Arms and the Man: The Brave New World for Scientists

Arms and the Man: The Brave New World for Scientists

All the benefits mankind may some day gain from atomic energy and space travel cannot hide the fact that the main reason science has recently been catapulted into importance is its ability to advance the technology of warfare. From a self-directed discipline followed by a small and quiet fraternity, science became an indispensable part of the military services during the war years.

Scientists are not bribed to work on weapons research; their laboratories have simply become dependent on defense funds. The majority of jobs in science today are subsidized, directly or indirectly, by military agencies, so that if any considerable number of scientists were to refuse further military work, their alternative would not be to return to nonmilitary research, but to leave scientific work. They would thus set themselves off from their colleagues and from society at large, for it is more respectable to accept the new state of affairs than to resist it.
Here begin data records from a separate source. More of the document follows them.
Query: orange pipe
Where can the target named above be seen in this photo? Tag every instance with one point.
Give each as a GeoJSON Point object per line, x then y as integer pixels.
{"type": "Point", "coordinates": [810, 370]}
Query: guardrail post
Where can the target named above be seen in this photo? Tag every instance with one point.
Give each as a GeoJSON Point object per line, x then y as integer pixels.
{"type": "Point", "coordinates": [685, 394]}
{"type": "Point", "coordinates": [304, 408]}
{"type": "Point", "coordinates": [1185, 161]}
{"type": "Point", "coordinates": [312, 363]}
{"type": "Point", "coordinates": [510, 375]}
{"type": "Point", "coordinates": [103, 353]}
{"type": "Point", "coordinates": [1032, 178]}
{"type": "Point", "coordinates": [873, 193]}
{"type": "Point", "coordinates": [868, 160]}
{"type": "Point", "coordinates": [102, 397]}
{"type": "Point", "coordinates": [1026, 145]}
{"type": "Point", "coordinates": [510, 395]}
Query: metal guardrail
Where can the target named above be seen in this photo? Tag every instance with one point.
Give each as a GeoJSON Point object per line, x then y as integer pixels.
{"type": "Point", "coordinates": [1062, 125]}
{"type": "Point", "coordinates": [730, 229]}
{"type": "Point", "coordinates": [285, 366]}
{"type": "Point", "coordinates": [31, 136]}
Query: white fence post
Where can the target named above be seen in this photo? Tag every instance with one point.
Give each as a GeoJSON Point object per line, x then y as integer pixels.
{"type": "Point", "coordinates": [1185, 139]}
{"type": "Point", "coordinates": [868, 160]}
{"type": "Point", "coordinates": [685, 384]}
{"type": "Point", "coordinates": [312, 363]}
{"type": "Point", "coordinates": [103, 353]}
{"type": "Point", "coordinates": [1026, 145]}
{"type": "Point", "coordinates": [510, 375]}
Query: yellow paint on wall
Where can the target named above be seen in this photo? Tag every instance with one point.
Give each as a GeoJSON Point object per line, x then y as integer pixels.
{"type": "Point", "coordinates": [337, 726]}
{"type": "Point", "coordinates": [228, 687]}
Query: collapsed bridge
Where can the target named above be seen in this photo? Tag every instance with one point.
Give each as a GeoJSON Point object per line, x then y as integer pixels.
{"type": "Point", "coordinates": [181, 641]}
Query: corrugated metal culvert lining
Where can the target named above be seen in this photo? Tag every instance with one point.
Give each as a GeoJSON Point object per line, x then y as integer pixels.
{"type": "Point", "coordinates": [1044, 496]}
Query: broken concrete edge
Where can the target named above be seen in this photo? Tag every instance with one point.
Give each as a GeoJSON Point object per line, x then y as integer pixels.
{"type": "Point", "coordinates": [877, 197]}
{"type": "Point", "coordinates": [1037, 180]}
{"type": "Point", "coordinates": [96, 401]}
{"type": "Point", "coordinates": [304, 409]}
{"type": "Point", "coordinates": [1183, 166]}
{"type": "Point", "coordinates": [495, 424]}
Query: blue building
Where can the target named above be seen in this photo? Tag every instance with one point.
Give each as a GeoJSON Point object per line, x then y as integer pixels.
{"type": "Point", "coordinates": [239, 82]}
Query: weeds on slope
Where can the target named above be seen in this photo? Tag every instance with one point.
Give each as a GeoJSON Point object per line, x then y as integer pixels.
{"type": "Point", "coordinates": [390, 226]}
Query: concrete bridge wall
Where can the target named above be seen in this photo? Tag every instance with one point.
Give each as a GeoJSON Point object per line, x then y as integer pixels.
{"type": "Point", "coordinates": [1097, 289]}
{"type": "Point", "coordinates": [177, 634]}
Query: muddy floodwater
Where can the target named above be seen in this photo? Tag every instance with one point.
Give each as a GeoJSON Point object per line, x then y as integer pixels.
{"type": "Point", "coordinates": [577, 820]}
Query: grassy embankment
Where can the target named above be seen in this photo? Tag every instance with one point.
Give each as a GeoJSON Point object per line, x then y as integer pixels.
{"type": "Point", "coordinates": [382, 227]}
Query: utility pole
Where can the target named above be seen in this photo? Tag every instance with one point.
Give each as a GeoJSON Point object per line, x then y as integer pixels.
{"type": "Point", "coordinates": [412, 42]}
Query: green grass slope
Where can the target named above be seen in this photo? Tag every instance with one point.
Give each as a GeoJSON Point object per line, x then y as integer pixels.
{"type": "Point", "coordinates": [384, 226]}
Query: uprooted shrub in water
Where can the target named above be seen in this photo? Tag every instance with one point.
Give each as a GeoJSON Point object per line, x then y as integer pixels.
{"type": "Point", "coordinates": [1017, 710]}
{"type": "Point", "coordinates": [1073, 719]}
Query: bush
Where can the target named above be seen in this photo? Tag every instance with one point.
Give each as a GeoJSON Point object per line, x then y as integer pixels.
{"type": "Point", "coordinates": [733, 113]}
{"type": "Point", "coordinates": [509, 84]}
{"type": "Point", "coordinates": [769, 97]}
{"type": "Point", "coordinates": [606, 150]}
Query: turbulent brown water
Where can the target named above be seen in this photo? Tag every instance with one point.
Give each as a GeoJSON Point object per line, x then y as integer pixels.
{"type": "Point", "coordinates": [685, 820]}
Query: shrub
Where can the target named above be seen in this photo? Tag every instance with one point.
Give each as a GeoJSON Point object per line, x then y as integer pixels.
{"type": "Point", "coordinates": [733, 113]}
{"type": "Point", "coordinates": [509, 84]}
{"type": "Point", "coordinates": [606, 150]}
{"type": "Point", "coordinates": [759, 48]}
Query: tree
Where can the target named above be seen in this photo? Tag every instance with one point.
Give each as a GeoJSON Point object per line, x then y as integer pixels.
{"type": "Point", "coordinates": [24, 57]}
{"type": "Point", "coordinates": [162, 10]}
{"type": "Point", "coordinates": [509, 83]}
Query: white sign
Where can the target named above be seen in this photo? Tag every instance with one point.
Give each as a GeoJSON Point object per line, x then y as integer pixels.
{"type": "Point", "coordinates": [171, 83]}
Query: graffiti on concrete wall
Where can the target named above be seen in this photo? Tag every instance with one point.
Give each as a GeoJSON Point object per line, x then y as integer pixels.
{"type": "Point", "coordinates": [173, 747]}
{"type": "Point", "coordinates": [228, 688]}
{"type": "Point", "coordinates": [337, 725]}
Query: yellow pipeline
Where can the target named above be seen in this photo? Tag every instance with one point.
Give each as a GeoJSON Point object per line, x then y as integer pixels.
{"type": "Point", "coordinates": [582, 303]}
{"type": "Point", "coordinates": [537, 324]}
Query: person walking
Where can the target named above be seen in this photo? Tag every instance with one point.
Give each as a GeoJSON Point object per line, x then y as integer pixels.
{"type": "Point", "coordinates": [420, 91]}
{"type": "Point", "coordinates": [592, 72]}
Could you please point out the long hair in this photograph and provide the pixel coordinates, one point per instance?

The Cold War raises fundamental questions for scientists: is the present weapons research program a means of strengthening democratic forces, or at least of holding off totalitarianism? Since the survival of civilization itself is at stake, is not opposition to, or abstention from, the defense effort hopelessly idealistic? Is not support of weapons research politically and morally the lesser evil? Isn’t the only alternative a purely personal attempt to escape responsibility for the evil of war?